Neste fluxo de encontros entre diversos agentes dos mais variados quadrantes, Tipo.PT é também fruto indissociável das conferências O Que um Livro Pode organizadas em 2011, 2012 e 2014 pela Isabel e três amigos: a Cláudia Dias, o David Guéniot e a Patrícia Almeida. Em 2014 a Filipa Valadares foi convidada a integrar a organização das conferências. O primeiro texto de divulgação explica que:

O título desses encontros “O que um livro pode” – com a sua formulação que ecoa algo de incompleto ou suspenso – pretende reforçar este aspecto: o que um livro pode ser, o que ele pode devir, o que ele pode conter, em que pode ser transformado… ou seja, o livro enquanto espaço de potencialidades – que sempre desafia as próprias convenções do livro “tradicional”. Papel, páginas, capa e contracapa, mas também texto, imagem, relações entre texto e imagem, entre imagens, fotografias, desenhos, entre textos, elaboração de estratégias de narração, de ficção, de interacção com o leitor, diversidade dos modos de impressão, constituem alguns dos recursos de que o artista dispõe e agencia para desmultiplicar as formas do livro e complexificar as suas redes de significados.3

www.Tipo.PT e o Portuguese Small Press Yearbook  ganharam sentido e foram sendo estruturados em cada um destes “encontros”, tecendo uma rede colaborativa interessada no reconhecimento público do valor plástico indiscutível deste tipo de obras. São uma tomada de posição activa na elaboração da história da edição de autor em Portugal, divulgando projectos editoriais de grande qualidade mas que, por diversas razões, são ainda marginais no meio artístico.
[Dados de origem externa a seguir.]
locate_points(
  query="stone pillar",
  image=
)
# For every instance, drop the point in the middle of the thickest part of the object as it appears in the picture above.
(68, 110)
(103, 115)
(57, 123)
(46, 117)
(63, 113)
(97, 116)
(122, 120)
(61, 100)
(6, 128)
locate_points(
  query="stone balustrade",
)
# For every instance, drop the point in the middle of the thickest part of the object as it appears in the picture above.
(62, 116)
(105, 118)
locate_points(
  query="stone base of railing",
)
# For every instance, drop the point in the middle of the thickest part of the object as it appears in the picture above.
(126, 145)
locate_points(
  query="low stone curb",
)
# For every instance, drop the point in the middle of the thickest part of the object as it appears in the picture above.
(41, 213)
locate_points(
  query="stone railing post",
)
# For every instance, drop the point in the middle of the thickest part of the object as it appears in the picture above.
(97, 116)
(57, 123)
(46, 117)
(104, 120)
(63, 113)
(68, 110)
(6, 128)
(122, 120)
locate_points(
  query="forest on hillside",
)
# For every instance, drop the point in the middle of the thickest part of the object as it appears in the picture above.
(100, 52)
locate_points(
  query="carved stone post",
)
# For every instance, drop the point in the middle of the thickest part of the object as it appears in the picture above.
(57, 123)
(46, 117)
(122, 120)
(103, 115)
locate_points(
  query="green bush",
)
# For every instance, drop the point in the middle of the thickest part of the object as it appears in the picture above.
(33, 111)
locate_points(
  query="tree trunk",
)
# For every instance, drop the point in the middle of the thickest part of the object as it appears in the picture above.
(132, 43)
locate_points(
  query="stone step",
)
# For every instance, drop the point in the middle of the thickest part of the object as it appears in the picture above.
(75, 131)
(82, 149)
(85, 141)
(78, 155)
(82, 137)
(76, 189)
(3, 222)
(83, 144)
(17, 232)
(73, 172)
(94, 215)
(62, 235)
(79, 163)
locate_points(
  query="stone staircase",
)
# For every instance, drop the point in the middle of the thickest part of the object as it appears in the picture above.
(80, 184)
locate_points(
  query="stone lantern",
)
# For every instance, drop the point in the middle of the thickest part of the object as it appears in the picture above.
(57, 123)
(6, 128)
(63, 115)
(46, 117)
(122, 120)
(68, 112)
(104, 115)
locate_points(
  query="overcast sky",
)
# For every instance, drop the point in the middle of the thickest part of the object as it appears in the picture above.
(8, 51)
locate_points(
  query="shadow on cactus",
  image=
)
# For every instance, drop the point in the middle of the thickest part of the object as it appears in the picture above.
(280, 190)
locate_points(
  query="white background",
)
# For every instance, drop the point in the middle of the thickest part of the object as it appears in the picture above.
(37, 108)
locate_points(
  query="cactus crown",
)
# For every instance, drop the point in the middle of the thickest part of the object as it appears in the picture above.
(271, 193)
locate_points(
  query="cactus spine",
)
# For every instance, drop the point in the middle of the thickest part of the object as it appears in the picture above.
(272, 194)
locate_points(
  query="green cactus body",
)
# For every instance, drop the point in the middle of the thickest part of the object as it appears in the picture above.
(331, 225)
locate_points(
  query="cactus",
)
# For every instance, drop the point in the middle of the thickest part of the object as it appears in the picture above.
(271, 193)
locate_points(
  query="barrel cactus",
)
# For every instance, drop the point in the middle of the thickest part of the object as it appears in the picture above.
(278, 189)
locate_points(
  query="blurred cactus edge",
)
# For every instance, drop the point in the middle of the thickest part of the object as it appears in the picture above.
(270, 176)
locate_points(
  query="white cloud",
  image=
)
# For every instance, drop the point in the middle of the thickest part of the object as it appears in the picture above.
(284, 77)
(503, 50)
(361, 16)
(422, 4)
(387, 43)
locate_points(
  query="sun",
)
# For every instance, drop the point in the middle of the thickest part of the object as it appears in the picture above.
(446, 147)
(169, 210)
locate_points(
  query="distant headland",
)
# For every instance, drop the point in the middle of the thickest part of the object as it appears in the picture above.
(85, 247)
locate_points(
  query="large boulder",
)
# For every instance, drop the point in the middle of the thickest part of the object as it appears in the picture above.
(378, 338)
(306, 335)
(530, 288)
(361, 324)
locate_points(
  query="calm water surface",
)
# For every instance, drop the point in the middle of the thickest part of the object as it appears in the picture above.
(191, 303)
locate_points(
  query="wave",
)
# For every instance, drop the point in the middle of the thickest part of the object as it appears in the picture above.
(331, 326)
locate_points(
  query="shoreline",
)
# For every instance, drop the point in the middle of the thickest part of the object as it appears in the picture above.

BARAONA, Isabel e FIGUEIREDO CARDOSO, Catarina - da prática e da colecção à investigação. In, Kraft #1 (Coord. Miguel Leal). Porto, FBAUP, 2014.

1 Este texto é redigido segundo as normas da ortografia vigente antes do AO.

2 Como nota final, devo mencionar que foi publicada uma versão deste texto no Portuguese Small Press Yearbook 2013, cujo primeiro número foi lançado em Novembro de 2013.